Le premier séjour s'est très bien passé. J'étais charmée par son être et donc nous avons fait l'amour. Mon désir d'elle était là, je voulais son corps car j'aimais son esprit. Puis, je dois le dire aussi, cela faisait un moment que j'étais célibataire (4 mois...c'était quand même énorme pour moi à l'époque. J'avais 19 ans et je souhaitais me perfectionner et découvrir le sport de chambre. Un vrai petit lapin fougueux). Aujourd'hui, je sais que je ne le ferai pas si l'occasion se présentait.
Ensuite...ensuite c'est pathétique. C'était horrible à vivre. J'étais amoureuse d'elle mais je n'aimais pas son corps. Mon cerveau tentait de motiver mon corps, de lui donner l'envie. Ce dernier, à chaque fois que je devais la voir, réagissait : mal de dos, mal de tête, mal de gorge, mal de ventre. Je suis certaine que c'était une à mon appréhension de lui faire l'amour.
J'avais envie de lui faire plaisir, de la faire jouir car elle le méritait. Je n'ai jamais rencontré une personne aussi clémente, patiente, simple et généreuse comme elle. Oui, je l'ai aimée pour ce qu'elle était moralement. Mais je ne l'ai jamais désirée. Très vite, j'ai eu du mal à faire semblant. Quand mon corps était en forme, je me forçais. Le terme n'est pas trop fort. Je faisais en sorte d'être performante, de lui donner le meilleur de moi. Combien de fois ai-je fermé les yeux pendant que je lui faisais l'amour ? Combien de fois lui ai-je demandé d'éteindre la lumière car j'avais mal aux yeux ? C'est dégueulasse, odieux, honteux...utilisez tous les adjectifs que vous voulez...je ne vous contredirai pas.

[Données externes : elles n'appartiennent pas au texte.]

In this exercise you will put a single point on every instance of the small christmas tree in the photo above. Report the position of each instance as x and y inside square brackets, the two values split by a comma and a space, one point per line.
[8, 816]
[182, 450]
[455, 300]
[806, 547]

Précision, si un jour nous faisons l'amour vous et moi (sur un malentendu ça peut marcher) ne le prenez pas mal si je vous dis d'éteindre. Des fois, j'aime bien le noir, ça donne d'autres sensations, c'est une façon différente de faire l'amour je trouve. Tout passe par le toucher.
Forcément, au bout d'un moment, elle a commencé à se poser des questions. Ainsi, un matin, la question fatidique tomba : "est-ce que tu me désires ?". Je n'oublierai jamais ce moment, ce dégoût de moi. Que lui répondre. Lui dire oui c'était mentir, lui dire non c'était lui faire mal, très mal. J'ai esquivé, lâche que j'étais, j'ai pris la fuite en me plaignant : "putain. C'est quoi cette question dès le matin ?! Je vais me doucher". Un mois après, notre relation se termina. Je ne pouvais plus continuer à ignorer les réticences de mon corps.

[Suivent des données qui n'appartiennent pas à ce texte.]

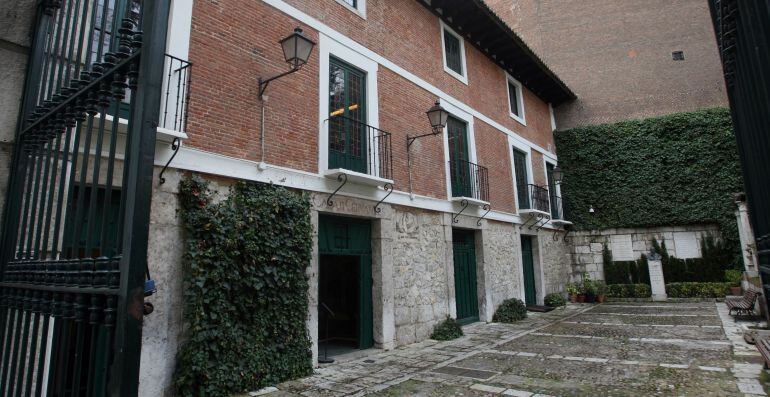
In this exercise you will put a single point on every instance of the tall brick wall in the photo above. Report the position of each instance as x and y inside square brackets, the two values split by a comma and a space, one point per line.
[233, 42]
[616, 55]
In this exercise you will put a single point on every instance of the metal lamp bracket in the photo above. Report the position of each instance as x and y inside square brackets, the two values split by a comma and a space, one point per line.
[464, 205]
[488, 208]
[343, 178]
[388, 187]
[175, 145]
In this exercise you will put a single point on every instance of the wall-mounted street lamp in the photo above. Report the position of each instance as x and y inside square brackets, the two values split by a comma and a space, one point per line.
[438, 117]
[296, 50]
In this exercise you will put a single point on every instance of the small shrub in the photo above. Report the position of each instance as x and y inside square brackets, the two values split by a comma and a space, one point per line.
[733, 276]
[628, 291]
[510, 311]
[447, 330]
[698, 290]
[554, 299]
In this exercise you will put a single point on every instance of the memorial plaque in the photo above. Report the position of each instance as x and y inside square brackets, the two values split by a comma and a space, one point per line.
[686, 245]
[622, 247]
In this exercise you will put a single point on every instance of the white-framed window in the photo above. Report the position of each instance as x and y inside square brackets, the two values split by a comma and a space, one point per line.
[357, 6]
[515, 99]
[453, 53]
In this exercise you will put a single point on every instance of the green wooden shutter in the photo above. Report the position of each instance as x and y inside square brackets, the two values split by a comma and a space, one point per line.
[347, 134]
[520, 169]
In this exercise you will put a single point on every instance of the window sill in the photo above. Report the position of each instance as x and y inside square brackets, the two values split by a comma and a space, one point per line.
[357, 177]
[470, 200]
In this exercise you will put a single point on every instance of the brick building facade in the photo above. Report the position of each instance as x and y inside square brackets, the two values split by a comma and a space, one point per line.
[414, 234]
[618, 55]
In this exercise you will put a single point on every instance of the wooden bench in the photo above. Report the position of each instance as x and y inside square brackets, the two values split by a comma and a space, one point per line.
[763, 345]
[744, 304]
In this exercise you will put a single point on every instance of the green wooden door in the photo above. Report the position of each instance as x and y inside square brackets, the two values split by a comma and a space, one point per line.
[459, 160]
[466, 298]
[530, 293]
[347, 117]
[352, 237]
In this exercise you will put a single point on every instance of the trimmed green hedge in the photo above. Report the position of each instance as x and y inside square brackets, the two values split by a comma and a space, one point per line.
[678, 169]
[698, 290]
[628, 291]
[245, 289]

C'était une femme bien. Elle n'avait pas de temps à perdre avec quelqu'un qui ne la trouvait pas jolie. J'espère qu'aujourd'hui elle est avec une femme qui prend soin d'elle et lui fait l'amour avec passion.
A part le fait que M. m'a donné beaucoup de belles choses dont son amour inconditionnel et qu'elle m'a permis de mieux me connaître , de me faire grandir...j'ai aussi compris, grâce à elle, qu'il ne fallait pas croire tout ce que les gens disent. Même si l'idée est bonne, la réalité peut être dure.
Désormais, quand je ne trouve pas la fille plaisante à regarder, je ne me demande même plus si, tout de même, je ne pourrais pas sortir avec elle car elle est super sympa. Je sais que le désir physique au départ doit être présent sinon ça ne sert à rien d'essayer.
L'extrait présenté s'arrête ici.